1. Poren oder Schlitze durchsetzen die Wand vollständig, Außen- und Innenansicht der Theka im REM identisch (Naviculatyp). Dieser Wandtyp ist bei vielen sehr kleinen Formen zu beobachten.

2. Die Wand besteht außen aus einer tragenden Struktur, der innen eine äußerst dünne, mit feinsten Poren durchbrochene Kieselsäuremembran aufgelagert ist (Pinnulariatyp).

3. Die Wand besteht innen aus einer tragenden Struktur, der außen eine äußerst dünne, mit feinsten Poren durchbrochene Kieselsäuremembran aufgelagert ist (Epithemiatyp).

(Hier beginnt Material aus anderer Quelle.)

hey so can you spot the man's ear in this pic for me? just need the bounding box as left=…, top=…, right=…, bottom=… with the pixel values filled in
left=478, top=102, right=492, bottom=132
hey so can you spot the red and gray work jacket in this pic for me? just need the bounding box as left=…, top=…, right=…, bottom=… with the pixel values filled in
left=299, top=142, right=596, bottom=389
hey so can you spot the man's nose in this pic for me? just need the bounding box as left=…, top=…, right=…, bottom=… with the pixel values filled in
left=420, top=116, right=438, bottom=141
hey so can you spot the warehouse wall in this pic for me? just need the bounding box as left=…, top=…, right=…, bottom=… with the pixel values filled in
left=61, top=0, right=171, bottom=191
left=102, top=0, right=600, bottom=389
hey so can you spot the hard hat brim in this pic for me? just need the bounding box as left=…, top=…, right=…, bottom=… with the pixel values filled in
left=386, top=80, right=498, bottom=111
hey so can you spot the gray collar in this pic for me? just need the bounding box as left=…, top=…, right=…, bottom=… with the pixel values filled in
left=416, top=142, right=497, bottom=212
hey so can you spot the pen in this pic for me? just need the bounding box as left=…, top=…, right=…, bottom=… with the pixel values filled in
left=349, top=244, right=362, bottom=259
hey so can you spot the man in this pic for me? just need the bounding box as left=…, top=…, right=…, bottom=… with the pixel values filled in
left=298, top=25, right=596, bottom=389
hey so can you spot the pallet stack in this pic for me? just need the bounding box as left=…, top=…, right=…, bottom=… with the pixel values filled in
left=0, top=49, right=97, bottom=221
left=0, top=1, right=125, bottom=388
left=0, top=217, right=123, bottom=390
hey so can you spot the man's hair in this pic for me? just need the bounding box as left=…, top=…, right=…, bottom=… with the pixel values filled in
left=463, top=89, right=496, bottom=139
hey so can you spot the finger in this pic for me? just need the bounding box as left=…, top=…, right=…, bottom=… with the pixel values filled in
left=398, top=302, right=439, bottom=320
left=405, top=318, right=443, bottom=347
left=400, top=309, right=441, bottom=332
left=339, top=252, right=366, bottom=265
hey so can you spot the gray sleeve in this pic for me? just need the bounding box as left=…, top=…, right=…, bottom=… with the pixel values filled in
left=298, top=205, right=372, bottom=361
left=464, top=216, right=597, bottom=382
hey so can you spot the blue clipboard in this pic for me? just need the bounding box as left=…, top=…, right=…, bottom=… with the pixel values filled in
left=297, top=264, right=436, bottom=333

4. Der tragenden Struktur der Wand sind beidseitig (?) dünne, von Poren durchbrochene Membranen aufgelagert (Coscinodiscustyp).

Da die dünne Membran im REM undurchsichtig ist, unterscheiden sich im Falle 2 bis 4 Außen- und Innenansicht der Theken im REM erheblich; im Lichtmikroskop ist die Membran dagegen unsichtbar, allenfalls kann man sie bei einigen Triceratiumarten erahnen, man erkennt daher stets nur die tragende Struktur - die eigentliche Feinstruktur bleibt im Falle 2 bis 4 im Lichtmikroskop verborgen.

Naviculatyp
Navicula Gyrosigma Diploneis
Pinnulariatyp
Triceratium
Außenansicht
Triceratium
Innenansicht
Triceratium
Innenansicht
Epithemiatyp

Epithemia
Außenansicht

Epithemia
Außenansicht
Epithemia
Innenansicht
Coscinodiscustyp
Coscinodiscus

 

Die Raphe

Die Theken der Ordnung Pennales sind in Längsrichtung von der sog. Raphe durchzogen, die aus zwei Raphenästen besteht. Es handelt sich hierbei um zwei Schlitze, durch die Zellinhalt nach außen tritt und entlang der Schlitze zwei Proteinfäden bildet, die in Längsrichtung bewegt werden, so daß die Diatomee auf diesen Fäden wie auf zwei Raupenketten langsam kriechen kann. Diese Raphe (und der Raphenpol) ist für die Bestimmung (leider!) von großem diagnostischen Wert, denn sie kann nicht nur viele Formen annehmen, sie ist oft auch seitlich verlagert (und dann schwer zu erkennen!), sie kann reduziert sein (schwer zu erkennen!), sie kommt gelegentlich, wie bei Cocconeis, nur bei einer der beiden Theken vor oder sie fehlt sogar ganz, wie bei den koloniebildenden Fragilariaceae. Schließlich kann sie zu einer hochspezialisierten "Kanalraphe" umgebildet sein, wie z.B. bei den Epithemiaceae und den Surirellaceae, die dann obendrein auch noch an den Schalenrand verlagert sein kann (Surirellaceae).

Diese Kanalraphe ist, wie schon der Name sagt, ein Kanal, welcher der Theka gewöhnlich aufliegt und der die Theka nicht mehr in ganzer Länge als Schlitz durchzieht. Nur noch wenige Poren verbinden ihn mit dem Zellinneren. Nicht selten ist eine solche Kanalraphe zusätzlich noch gekielt und seitlich an den Rand der Theka verschoben.